(above : an obscenely well compensated entertainer whose best work is decades behind him. And on the far right, Sir Paul McCartney)
While I’d never deny Mike Francesa’s role in reshaping sports talk radio in New York City (if not the entire industry) —- recall if you will, that WFAN’s original bright hope for the afternoon drive was the late Cleveland mainstay Pete Franklin, who failed to resonate with a NY audience — after decades of semi-faithful listening, I rarely find myself tuning in. It’s not that Francesa’s local or nation competition in the same time slot is especially compelling ; most of ’em are anything but. But between major sports media sites, blogs, Twitter, being able to hear other programs on demand, etc. there’s fewer and fewer reasons to put up with Francesa’s condescension, impatience and generally grim world view. I won’t deny that he still has a large role in shaping conversations (in New York, anyway), but the program seems to be greater resource for whatever remaining percentage of sports fans who don’t have internet access (judging by the timeliness of the calls, that might sum up much of WFAN’s audience). I’m at a point where the primary reason I’ll listen to Francesa in real time (as opposed to finding highlights of gaffes and/or the host passing out on Bob’s Blitz) is to compare and contrast the real thing with the inspired work of Mike Zaun.
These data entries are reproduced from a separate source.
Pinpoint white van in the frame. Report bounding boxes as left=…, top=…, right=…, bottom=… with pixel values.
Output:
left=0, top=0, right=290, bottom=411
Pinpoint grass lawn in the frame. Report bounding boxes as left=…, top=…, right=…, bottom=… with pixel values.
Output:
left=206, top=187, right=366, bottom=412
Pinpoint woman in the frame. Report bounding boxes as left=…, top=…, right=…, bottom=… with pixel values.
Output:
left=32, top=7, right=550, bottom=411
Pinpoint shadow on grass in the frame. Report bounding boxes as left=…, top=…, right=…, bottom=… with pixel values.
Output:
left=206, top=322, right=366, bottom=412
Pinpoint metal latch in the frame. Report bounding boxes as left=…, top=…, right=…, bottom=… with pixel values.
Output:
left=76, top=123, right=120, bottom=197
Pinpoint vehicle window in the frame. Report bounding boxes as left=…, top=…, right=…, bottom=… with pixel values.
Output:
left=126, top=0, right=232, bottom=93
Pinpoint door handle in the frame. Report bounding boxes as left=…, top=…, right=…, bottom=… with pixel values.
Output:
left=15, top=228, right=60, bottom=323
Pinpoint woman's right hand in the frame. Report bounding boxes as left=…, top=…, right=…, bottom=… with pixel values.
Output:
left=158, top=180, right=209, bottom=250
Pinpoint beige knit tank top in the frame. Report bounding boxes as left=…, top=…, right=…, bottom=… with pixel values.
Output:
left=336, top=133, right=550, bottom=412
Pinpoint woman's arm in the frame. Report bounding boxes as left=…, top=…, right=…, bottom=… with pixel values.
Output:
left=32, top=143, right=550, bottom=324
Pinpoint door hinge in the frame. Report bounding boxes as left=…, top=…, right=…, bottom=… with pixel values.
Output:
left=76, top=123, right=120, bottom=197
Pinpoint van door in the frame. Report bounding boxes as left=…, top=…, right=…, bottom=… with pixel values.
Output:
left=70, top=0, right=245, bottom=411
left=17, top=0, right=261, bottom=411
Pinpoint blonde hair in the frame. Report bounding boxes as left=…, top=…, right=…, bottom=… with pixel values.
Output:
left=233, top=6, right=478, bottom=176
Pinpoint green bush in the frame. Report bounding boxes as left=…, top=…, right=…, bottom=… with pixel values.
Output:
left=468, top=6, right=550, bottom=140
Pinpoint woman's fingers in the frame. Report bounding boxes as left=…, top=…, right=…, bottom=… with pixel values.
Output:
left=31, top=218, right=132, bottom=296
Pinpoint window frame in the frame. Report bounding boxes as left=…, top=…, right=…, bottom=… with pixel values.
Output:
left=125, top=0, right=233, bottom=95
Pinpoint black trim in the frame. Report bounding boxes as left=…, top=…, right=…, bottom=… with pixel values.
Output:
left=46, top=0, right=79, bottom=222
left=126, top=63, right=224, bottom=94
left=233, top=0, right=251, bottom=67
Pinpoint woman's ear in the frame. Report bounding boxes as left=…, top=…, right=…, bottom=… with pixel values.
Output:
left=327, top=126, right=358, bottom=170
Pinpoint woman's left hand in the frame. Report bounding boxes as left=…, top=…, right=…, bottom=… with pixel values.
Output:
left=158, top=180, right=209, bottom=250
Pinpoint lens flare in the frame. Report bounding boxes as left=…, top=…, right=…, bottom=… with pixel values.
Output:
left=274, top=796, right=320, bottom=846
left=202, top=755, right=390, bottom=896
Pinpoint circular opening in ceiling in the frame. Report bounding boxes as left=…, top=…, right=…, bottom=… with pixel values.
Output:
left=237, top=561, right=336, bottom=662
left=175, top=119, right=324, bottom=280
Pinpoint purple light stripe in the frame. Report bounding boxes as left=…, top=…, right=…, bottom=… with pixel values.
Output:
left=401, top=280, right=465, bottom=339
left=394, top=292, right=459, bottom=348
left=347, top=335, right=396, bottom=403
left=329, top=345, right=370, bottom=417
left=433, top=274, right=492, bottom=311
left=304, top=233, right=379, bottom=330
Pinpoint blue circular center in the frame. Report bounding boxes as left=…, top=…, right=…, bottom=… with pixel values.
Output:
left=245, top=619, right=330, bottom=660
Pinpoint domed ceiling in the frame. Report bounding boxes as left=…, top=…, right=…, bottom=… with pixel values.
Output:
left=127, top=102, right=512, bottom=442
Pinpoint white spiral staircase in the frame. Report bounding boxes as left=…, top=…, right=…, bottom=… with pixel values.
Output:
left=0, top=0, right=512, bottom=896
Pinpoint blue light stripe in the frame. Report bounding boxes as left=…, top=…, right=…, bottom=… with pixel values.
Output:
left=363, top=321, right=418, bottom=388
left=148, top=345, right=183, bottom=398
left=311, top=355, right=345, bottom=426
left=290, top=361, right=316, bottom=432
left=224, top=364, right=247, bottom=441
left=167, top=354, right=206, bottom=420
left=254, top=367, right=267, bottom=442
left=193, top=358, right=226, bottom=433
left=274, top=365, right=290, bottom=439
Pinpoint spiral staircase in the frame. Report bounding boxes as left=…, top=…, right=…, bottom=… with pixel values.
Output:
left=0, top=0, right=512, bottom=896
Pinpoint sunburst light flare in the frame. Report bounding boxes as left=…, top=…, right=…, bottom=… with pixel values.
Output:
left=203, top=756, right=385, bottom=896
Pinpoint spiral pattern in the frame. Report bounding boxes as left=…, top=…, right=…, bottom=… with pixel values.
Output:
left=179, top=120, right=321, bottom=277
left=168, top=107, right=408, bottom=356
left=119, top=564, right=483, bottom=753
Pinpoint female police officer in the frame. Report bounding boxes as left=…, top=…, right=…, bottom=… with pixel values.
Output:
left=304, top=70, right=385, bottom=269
Former CSTB contributor David Roth considers Francesa’s spot on top of the ladder and gamely attempts to make sense out of a program that “has either evolved or devolved from something ostensibly about sports to a bit of avant-garde endurance theater whose subject is the successful and important and extremely confident radio personality Mike Francesa.” From Capitol New York.com :
The callers that Francesa scoffs at and talks over and dismisses—the simulcast reveals that he doesn’t even look at the touch-screen as he disconnects them—are calling to have that very interaction with him. Francesa’s opinions about sports are not any more relevant to his command of the audience than Rush Limbaugh’s thoughts on public policy are to his. It is, in both cases, a matter of style and performance.
Style, and old-fashioned managed scarcity. Francesa is famously dismissive of the internet; in the words of Bill Buchanan, who stars in the popular YouTube series “Mike Zaun,” which imagines Francesa’s commentary at various stages in world history, “The way [Francesa] views the Internet is—he literally views the Internet as one person, and that one person has made fun of him, and he does not like that one person.”
It is safe to say that Francesa will never tweet and it is difficult to imagine him podcasting; recordings of his show are unembeddable and mostly unavailable. Off the air as on, he is inaccessible.
In this sense, Francesa has leveraged the thing that makes televised sports the last great money-maker in broadcasting—what he does can only be experienced in real time, and it starts when it starts and ends when it ends. We do not wait for the morning edition of the newspaper, and DVR and streaming and other technologies make network TV schedules more of a hopeful suggestion. But Mike Francesa is only on when he’s on.